テキストサイズ

俊光と菜子のホントの関係

第21章 『大事にしたい。なのに……』


「大事にしたい大事にしたいって、そればっか。そんなら俊光君は、一体いつまでオーマイガーをしないでおくつもりなの?
 そういえば俊光君って、昔っからそうだよね。好きな食べ物も、あとで食べようと大事に大事に取っておいちゃってさぁ。んで結果、私に横取りされて食べられちゃったじゃん」

「それは、お前のせいでもあるだろ」

「違うもんっ。俊光君がいつまでも取っておきすぎてるのがいけないんでしょう。
 だから、そうやって私のことも、いつまでも大事に取っておくだけでいると……そのうち誰かに横取られて、食べられちゃうかもしれないんだからねーっだ」

「なぁっ……!」


 誰かに食べられるとは……。
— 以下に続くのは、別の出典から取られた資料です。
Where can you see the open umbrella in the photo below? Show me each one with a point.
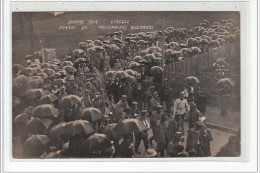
(28, 71)
(169, 52)
(34, 83)
(131, 79)
(80, 127)
(110, 74)
(55, 76)
(16, 68)
(144, 52)
(80, 60)
(28, 110)
(42, 75)
(35, 93)
(45, 111)
(63, 72)
(78, 52)
(38, 126)
(55, 154)
(59, 81)
(59, 130)
(35, 146)
(131, 72)
(95, 142)
(70, 69)
(133, 64)
(91, 114)
(69, 100)
(67, 63)
(22, 118)
(16, 101)
(33, 65)
(20, 79)
(137, 58)
(225, 82)
(98, 42)
(48, 99)
(46, 65)
(35, 77)
(120, 74)
(48, 71)
(173, 45)
(156, 70)
(192, 80)
(89, 42)
(149, 57)
(109, 131)
(54, 67)
(128, 126)
(18, 90)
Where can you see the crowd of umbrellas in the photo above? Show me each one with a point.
(73, 107)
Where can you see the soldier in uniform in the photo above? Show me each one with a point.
(161, 136)
(142, 135)
(135, 109)
(180, 109)
(155, 118)
(154, 102)
(194, 115)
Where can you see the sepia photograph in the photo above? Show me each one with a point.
(126, 84)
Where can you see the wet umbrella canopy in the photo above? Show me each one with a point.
(156, 70)
(48, 99)
(91, 114)
(95, 142)
(35, 93)
(128, 126)
(69, 101)
(35, 146)
(225, 82)
(45, 111)
(192, 80)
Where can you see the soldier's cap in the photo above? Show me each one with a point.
(106, 117)
(155, 93)
(159, 106)
(144, 111)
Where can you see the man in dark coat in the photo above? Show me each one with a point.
(142, 135)
(166, 94)
(201, 103)
(161, 136)
(194, 115)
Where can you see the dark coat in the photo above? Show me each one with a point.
(161, 133)
(201, 103)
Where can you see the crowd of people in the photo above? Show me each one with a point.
(102, 99)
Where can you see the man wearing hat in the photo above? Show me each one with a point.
(135, 109)
(161, 136)
(121, 107)
(155, 117)
(180, 109)
(166, 95)
(142, 135)
(154, 102)
(194, 115)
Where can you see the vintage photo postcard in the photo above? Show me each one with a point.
(126, 84)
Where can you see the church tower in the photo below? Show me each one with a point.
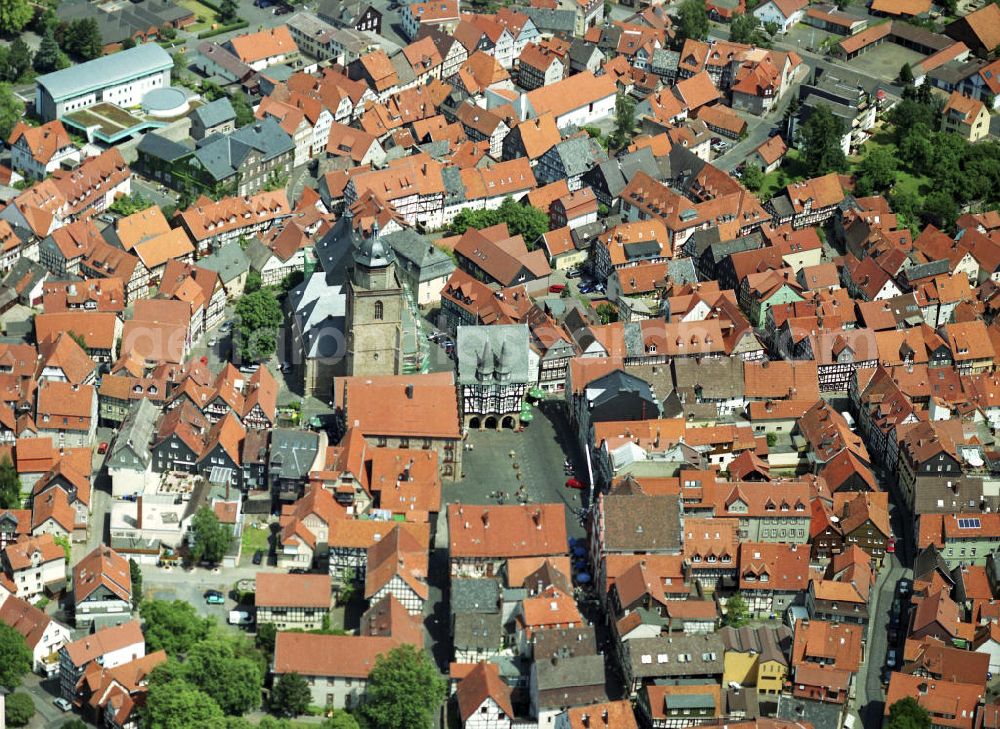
(375, 301)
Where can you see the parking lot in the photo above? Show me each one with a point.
(536, 465)
(884, 61)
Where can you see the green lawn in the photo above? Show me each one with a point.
(204, 16)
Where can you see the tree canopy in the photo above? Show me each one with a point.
(11, 110)
(291, 695)
(404, 690)
(753, 177)
(83, 40)
(14, 15)
(746, 28)
(524, 220)
(10, 486)
(236, 676)
(19, 709)
(15, 657)
(907, 713)
(173, 626)
(49, 56)
(258, 317)
(176, 704)
(821, 138)
(692, 20)
(737, 613)
(624, 121)
(210, 538)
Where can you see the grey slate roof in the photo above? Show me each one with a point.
(497, 353)
(475, 596)
(817, 713)
(478, 631)
(131, 446)
(551, 21)
(676, 655)
(222, 156)
(162, 148)
(564, 642)
(229, 261)
(105, 71)
(320, 308)
(558, 673)
(578, 155)
(416, 252)
(215, 113)
(292, 453)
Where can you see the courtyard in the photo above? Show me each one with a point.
(506, 460)
(885, 60)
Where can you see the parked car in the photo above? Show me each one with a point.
(240, 617)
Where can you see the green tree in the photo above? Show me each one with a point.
(15, 657)
(210, 538)
(940, 209)
(624, 121)
(746, 28)
(753, 177)
(254, 282)
(291, 695)
(404, 690)
(264, 640)
(49, 56)
(821, 139)
(227, 11)
(692, 21)
(907, 713)
(173, 626)
(10, 488)
(18, 60)
(14, 15)
(243, 110)
(83, 39)
(19, 709)
(64, 542)
(258, 317)
(135, 572)
(176, 704)
(737, 613)
(11, 110)
(877, 171)
(341, 720)
(524, 220)
(607, 313)
(236, 677)
(290, 281)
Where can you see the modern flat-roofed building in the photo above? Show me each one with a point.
(122, 79)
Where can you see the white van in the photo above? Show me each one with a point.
(240, 617)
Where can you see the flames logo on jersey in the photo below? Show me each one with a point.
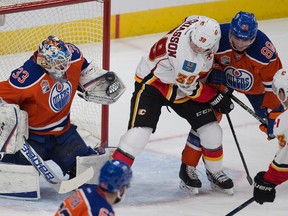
(239, 79)
(60, 95)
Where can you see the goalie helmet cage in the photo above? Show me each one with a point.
(85, 23)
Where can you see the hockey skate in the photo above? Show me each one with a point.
(189, 179)
(220, 182)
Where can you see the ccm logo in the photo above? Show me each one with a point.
(203, 112)
(263, 188)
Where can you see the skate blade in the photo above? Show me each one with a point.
(226, 191)
(188, 189)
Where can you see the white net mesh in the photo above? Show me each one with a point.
(81, 24)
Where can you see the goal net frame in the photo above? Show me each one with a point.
(26, 5)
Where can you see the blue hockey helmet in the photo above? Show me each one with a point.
(114, 175)
(244, 26)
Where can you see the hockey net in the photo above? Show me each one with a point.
(25, 23)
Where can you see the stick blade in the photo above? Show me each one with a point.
(72, 184)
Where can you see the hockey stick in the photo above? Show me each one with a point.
(245, 107)
(239, 150)
(61, 186)
(239, 208)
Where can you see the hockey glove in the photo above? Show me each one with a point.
(222, 103)
(263, 191)
(268, 129)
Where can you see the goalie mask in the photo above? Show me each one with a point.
(54, 56)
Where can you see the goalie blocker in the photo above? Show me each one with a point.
(100, 86)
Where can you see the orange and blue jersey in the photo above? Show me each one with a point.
(87, 201)
(252, 71)
(46, 101)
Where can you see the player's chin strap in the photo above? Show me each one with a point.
(60, 186)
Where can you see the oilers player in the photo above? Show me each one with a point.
(173, 74)
(40, 93)
(114, 179)
(245, 62)
(265, 182)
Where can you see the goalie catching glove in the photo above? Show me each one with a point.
(13, 127)
(100, 86)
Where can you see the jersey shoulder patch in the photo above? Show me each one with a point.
(262, 50)
(26, 75)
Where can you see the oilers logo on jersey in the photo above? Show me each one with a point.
(239, 79)
(60, 95)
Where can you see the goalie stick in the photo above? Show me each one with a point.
(60, 186)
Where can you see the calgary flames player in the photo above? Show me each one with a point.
(246, 62)
(173, 74)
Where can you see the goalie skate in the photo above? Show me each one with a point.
(189, 179)
(220, 182)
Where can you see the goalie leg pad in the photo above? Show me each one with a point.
(19, 182)
(13, 127)
(95, 161)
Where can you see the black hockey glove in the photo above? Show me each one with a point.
(263, 191)
(222, 103)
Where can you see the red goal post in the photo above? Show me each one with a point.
(86, 23)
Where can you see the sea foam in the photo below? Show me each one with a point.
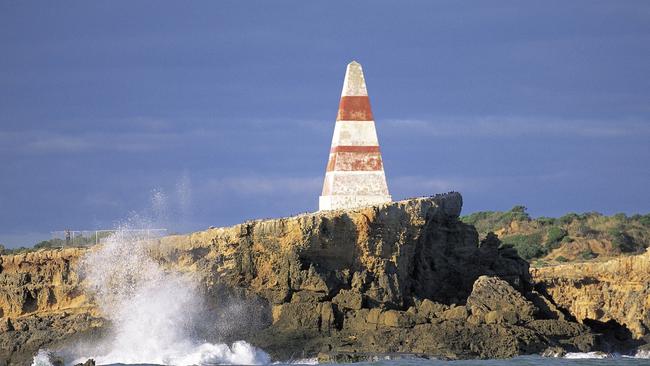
(154, 312)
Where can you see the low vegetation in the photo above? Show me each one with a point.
(572, 237)
(78, 241)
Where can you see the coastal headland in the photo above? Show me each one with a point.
(401, 277)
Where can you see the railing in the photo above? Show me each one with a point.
(90, 237)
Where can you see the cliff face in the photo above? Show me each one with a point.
(614, 291)
(41, 282)
(401, 277)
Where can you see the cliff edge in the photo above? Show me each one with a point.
(402, 277)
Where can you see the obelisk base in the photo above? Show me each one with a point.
(341, 202)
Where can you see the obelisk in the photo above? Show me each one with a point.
(355, 172)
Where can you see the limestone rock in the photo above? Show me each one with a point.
(614, 291)
(495, 300)
(348, 299)
(335, 282)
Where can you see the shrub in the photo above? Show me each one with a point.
(527, 246)
(554, 235)
(621, 240)
(546, 221)
(587, 254)
(645, 220)
(586, 232)
(52, 243)
(567, 239)
(568, 218)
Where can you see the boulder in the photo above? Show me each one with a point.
(497, 301)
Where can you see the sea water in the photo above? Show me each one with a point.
(155, 314)
(583, 359)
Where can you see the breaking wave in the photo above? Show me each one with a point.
(154, 312)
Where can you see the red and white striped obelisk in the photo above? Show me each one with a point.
(355, 173)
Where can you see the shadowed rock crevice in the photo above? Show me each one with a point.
(405, 277)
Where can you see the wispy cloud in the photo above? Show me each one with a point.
(259, 185)
(141, 134)
(509, 126)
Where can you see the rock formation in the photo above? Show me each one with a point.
(405, 277)
(355, 172)
(613, 294)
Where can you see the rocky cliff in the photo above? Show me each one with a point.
(612, 295)
(401, 277)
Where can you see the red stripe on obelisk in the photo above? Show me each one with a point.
(355, 161)
(354, 108)
(360, 149)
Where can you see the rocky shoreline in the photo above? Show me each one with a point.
(401, 278)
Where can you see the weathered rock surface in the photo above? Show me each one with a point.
(400, 277)
(610, 294)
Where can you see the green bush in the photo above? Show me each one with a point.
(621, 240)
(587, 254)
(567, 239)
(546, 221)
(554, 236)
(52, 243)
(645, 220)
(527, 246)
(568, 218)
(586, 232)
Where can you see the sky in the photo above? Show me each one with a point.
(212, 113)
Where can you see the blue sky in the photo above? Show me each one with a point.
(224, 111)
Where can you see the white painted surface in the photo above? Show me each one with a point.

怒っているとはいえ、幼い顔してえげつないことを言ってくれるなよ。


「それにね私……『アレ』だって持ってるんだよ」

「は? いきなり『アレ』だけ言われても、わかるわけないだろ」

「ちょっと待っててね」


 菜子はまたベッドから離れると、今度はクローゼットをオープン。


「えーと、確かこの辺にー……」


『アレ』の答えが全然つかめてない俺を放置したまま、ぶつぶつと独り言を言いながら、プラスチックの収納チェストの中をガサゴソと漁りだす。

 とりあえず……黙って待つことにした。